Motivations

When we try to play with several machines, Sysmon and WECs (Windows Event Collectors) we quickly see the amount of logs growing. Knowing quite good the EVTX file format we realized that no compression is builtin. In order to optimize the storage of the events collected, we decided to run basic compression tests that we are going to describe here.

It is worth noting that we are not going to discuss about storing the logs into whatever kind of database to allow us to query the events afterwards. Indeed, doing so has pros and cons. The main advantage is probably that we can grab quicker the information available in your logs files. The downside of this approach is has a cost in engineering, storage and maintenance. In my opinion the best approach would be to index the files (by time for instance) into a database and keep a flat storage aside to look for interesting information on need.

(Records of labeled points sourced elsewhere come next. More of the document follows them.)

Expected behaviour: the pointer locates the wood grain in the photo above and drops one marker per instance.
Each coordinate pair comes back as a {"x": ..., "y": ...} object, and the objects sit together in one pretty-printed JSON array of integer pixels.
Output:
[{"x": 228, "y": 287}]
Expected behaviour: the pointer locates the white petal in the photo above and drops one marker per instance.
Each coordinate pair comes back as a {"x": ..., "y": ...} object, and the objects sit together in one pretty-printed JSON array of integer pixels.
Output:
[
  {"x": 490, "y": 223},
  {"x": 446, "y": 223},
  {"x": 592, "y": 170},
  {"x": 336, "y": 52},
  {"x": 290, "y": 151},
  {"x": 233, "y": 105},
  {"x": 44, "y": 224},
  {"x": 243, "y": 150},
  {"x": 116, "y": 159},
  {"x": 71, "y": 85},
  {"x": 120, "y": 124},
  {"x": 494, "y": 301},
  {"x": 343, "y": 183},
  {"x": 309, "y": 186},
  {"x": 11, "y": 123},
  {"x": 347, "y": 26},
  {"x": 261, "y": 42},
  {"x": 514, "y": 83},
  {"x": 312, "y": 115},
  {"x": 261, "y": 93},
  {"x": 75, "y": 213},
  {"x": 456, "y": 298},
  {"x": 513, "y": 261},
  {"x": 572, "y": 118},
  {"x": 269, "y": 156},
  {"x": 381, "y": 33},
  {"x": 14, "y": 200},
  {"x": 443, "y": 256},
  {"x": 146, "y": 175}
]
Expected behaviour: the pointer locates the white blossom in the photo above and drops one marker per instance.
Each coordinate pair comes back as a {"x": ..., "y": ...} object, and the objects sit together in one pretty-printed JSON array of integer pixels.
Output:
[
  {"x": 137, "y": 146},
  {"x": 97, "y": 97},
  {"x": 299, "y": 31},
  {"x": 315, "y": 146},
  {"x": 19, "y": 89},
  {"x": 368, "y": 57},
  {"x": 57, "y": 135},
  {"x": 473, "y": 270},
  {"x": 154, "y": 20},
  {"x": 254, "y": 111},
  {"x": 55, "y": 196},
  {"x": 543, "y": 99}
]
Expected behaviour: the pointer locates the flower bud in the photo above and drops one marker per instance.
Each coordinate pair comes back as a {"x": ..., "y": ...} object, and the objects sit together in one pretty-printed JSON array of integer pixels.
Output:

But it is not the topic of this post!

Interlude

Maybe (or not) you are asking yourself why EVTX files cannot be bigger than 4GB? In order to satisfy your curiosity, we are going to briefly explain the mistery behind this.

Hereafter is the structure describing the EVTX header.

// Go style structure
type FileHeader struct {
    Magic           [8]byte
    FirstChunkNum   uint64
    LastChunkNum    uint64
    NextRecordID    uint64
    HeaderSpace     uint32
    MinVersion      uint16
    MajVersion      uint16
    ChunkDataOffset uint16
    ChunkCount      uint16
    Unknown         [76]byte
    Flags           uint32
    CheckSum        uint32
}

As you can see the ChunkCount member is a 16 bits unsigned integer, so we can have at maximum 65535 chunks in the file. The second thing is that a chunk has a fixed size of 64kB. After a simple calculation we got the answer to the question.

Experiments

  1. Keeping the evtx files as they are and compress those with ZIP
  2. Convert the evtx into JSON (one event per line) and compress the resulting file

Experimental Settings

  • MacBook Pro 2011
  • Intel(R) Core(TM) i5-2415M CPU @ 2.30GHz
  • 16GB of RAM
  • Middle range SSD
  • 104GB of EVTX files collected from a WEC
  • Raw logs compression achieved with 7z
  • JSON post processing done with evtxdump and compressed with GZIP: evtxdump -u input.evtx | gzip > output.json.gzip

Compression

We have summarised the results of our compression tests in the following table. As expected, we notice that the compression speed of the raw Windows Event Logs is faster since no parsing is involved before compression.

However the good surprise is that it seems that EVTX post processed to JSON are quite compressible since we managed to compress 104GB into 1.65GB .

Table 1: Compression Experiment Results
Test Compressed Size Compression Speed Compression Ratio
1 (raw compressed) 4.12GB 19.6MB/s 25
2 (json compressed) 1.69GB 4.5MB/s (2002 eps) 61.5

Search

We detail here the search performances we can expect according to the compression chosen for storing the events.

To do so we used the following tools:

  • libevtx: parsing library for Windows Event Logs which includes command line utilities
  • gene: an engine to search within EVTX based on rules
  • grep: I think we do not need to introduce this one

We decided to do a very simple search consisting of finding all the Sysmon events containing the string svchost.exe. It is rather complicated to define complex searches with grep since it is unaware of the input semantic. Therefore this benchmarking can be seen as a best case searche scenario.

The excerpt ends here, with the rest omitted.